Included in our lodging at Los Elementos is access to the kayaks during our stay. Jody, Antonio, and Crystel will take them out again. I am content to sit and look at the volcanos from the patio, but I also know that I am missing out on that special feeling of being in the water surrounded by vast outcroppings.
After our morning we head off to San Pedro la Laguna in a launch for a horse ride. Once we arrive at San Pedro, we decide that we are hungry. Sam assures us that the restaurant Shanti Shanti is open even though it is still early. This sets the tone for our day. We don’t have set times that we have to be any place. Horseback riding will come but not quite yet.
Having Sam with us makes Jody and me more adventurous in choosing our lunch and more inclined to say ‘yes’ to milk shakes and other drinks.
When our family traveled to Guatemala in 2010 we didn’t try a lot of things because we didn’t want to become ill. In 2003 when we had brought Antonio and Crystel home we all got terribly sick with a gastrointestinal bug. Not the homecoming any of us wanted.
Sam, Jody and I order curry, Antonio orders his regular staple of pasta with just butter and Crystel has a cheese quesadilla.
Our view from the restaurant looks right out over Lake Atitlan and Indian Nose, a unique mountain formation that resembles the face of a Mayan Indian in repose.

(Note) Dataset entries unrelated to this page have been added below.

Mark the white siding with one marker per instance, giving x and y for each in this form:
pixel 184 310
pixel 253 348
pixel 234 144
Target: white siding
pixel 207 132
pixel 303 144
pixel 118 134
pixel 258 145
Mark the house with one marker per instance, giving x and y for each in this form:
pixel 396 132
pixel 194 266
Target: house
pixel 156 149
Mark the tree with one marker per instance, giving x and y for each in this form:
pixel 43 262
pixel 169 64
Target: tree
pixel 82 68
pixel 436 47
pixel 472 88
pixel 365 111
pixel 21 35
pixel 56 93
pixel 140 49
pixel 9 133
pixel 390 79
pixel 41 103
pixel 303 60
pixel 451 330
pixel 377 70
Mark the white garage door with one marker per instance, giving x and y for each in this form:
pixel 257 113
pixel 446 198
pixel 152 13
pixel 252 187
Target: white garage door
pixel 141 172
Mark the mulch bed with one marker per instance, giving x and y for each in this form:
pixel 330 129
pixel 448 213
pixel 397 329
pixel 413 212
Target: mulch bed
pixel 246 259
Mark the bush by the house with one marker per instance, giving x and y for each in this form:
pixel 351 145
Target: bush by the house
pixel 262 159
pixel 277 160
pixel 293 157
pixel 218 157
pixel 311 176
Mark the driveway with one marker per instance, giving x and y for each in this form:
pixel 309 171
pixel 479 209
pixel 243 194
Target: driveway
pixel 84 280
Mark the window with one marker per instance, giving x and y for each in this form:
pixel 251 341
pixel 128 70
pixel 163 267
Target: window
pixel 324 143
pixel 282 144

A Mayan woman and her son approach us while we are waiting for lunch. She is from San Antonio la Laguna but comes to San Pedro every day to sell her handicrafts.It is nice to be able to ask Sam if her asking price is good and to have his help in negotiating.
In 2010 when we traveled to Guatemala, Antonio and Crystel hated when I did any bargaining. Especially, if it was children with whom I was haggling. Even though I explained to them that that is the way it was. “Just give them the money,” they insisted. Now, I wanted to poke them and say, See?
Sam let us know that negotiating also puts him in an uncomfortable spot because he understands that the woman is trying to make a living and yet he knows what a good price would be.
San Antonio is named after Saint Antonio, Sam says. We smile at Antonio. He lets us know that he wants San Antonio to be a destination on our next trip to Guatemala.
San Antonio is known for their hair ribbons. The Mayan woman demonstrates how to put a ribbon on Crystel. It seems fairly complex and we ask if we can video her doing it.
We aren’t planning on buying handicrafts but it feels good to do so. It seems as if the money will go directly to her and her family.
Lee Beal had told us in the morning that we could have Sam go horseback riding with us or we could go alone. We opted for Sam to join us especially, when we found out that he had never been on a horse before.
Horseback riding seems like the thing to do in Guatemala. It has become one of our must-do things.
We took a horse ride in 2010 and it was a remarkable way to see a village. You go slowly, you are up high, you can observe your surroundings, and there is excitement involved because you don’t know what your horse is going to do. Invariably, at some point in your trek the horse will start trotting, which leads to uncontrollable, scared, excited laughing.
Getting to the horses in itself is an adventure in San Pedro. We were led down narrow paths, past people working in small plots, and in-between buildings. Finally when we arrive it’s like the farm moved to the city.
Added to the excitement is an occasional BOOM. San Pedro is celebrating their Festival of San Pedro with fireworks, carnival, and games.
After our horse ride we stopped for lunch again. There are many Spanish language schools in San Pedro, so we stopped at a restaurant frequented by students. Jody and I had very good nachos with fresh tomatoes.
Before taking a Tuk Tuk to the dock, which Saint Antonio was all for, we walked through the main part of the village where the carnival was set up.
Sam called Lee and told him that our first weaving class would need to be delayed by one day. We weren’t quite ready to leave San Pedro.